Thursday, March 26
Palo Duro Presbytery
“Unless a grain of wheat falls into the earth and dies, it remains just a single grain; but if it dies, it bears much fruit.” (John 12:24)
Losing something precious is always difficult. But this passage from John’s Gospel reminds us that something glorious can come from painful loss. For Palo Duro Presbytery, the dissolution of some churches and the dismissal of others has led to new life, as promising new ministries have emerged through a presbytery program called This Little Light of Mine. Congregations applied for grants made possible by the sale of property and monetary gifts from departing churches. The new programs are bearing fruit across Palo Duro’s 50 congregations, helping the presbytery to fulfill its goal “to strengthen congregations for the mission and ministry of Jesus Christ.”

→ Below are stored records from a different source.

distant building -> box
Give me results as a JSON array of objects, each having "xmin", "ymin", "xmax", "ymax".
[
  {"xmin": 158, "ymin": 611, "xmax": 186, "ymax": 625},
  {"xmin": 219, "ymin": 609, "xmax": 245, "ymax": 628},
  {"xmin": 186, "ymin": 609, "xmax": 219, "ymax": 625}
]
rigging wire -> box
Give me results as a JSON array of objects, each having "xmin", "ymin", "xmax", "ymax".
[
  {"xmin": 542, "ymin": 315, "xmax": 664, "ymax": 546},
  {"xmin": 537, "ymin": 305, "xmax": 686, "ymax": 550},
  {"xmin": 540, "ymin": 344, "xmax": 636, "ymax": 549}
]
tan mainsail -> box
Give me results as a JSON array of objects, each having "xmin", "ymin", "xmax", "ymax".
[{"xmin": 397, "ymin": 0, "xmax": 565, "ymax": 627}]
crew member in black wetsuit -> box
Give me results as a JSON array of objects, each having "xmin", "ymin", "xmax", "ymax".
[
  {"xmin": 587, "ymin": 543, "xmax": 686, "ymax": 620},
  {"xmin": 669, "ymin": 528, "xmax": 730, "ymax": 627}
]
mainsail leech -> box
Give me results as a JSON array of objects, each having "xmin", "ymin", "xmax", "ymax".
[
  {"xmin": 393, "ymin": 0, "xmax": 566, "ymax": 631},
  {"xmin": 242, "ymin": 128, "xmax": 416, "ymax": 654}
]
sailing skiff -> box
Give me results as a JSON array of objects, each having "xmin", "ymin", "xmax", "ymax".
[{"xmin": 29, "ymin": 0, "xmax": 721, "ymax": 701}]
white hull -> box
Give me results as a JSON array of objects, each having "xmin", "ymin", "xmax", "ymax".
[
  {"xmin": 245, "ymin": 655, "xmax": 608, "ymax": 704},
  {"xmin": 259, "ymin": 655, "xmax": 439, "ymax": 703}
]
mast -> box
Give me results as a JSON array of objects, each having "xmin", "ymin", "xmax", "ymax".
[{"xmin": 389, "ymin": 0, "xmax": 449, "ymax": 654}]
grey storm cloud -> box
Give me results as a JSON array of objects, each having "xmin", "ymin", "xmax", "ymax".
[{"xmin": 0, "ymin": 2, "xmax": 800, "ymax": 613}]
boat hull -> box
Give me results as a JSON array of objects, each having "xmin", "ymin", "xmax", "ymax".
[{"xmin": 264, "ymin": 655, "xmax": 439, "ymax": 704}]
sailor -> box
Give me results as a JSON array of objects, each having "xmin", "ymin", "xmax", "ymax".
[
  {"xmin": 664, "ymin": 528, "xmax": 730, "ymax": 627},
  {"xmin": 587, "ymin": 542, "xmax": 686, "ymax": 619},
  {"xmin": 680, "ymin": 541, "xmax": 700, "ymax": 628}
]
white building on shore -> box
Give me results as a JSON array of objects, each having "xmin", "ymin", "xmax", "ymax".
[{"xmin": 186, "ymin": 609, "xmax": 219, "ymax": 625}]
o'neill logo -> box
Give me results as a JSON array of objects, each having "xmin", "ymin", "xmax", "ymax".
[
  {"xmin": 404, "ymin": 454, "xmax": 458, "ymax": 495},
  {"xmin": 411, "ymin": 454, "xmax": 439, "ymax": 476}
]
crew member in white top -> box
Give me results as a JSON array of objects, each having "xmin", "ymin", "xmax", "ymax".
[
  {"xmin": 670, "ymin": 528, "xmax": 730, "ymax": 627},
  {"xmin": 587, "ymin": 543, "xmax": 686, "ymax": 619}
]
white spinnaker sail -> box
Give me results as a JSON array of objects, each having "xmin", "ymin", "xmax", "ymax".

First Presbyterian in Baird sits in the middle of town. By demolishing a decaying and uninhabitable manse, the church increased its visibility and testified to its vitality. Worship attendance has doubled. Union Presbyterian in Brownwood opens its library for four hours on Friday and Saturday to students at Howard Payne University, whose library is closed those days. First Central in Abilene has begun a LOGOS program in order to reach out to Dyess Air Force Base children and the surrounding community. More than 30 children responded. First Plainview, First Lubbock, and Covenant Presbyterian Lubbock are engaging in target advertising. First Lubbock has employed a youth and children’s ministry director. The pastor and five others from Fain Presbyterian in Wichita Falls attended the National Evangelism and Church Growth Conference. New enthusiasm and hope were the result.
—Randy Branson, pastor, First Presbyterian Church, Graham
Let us join in prayer for:
Elder Susan Osoinach, member, PMA Board
PC(USA) Agencies’ Staff
Let us pray
“You did not choose me but I chose you. And I appointed you to go and bear fruit, fruit that will last” (John 15:16). May it be so! Amen.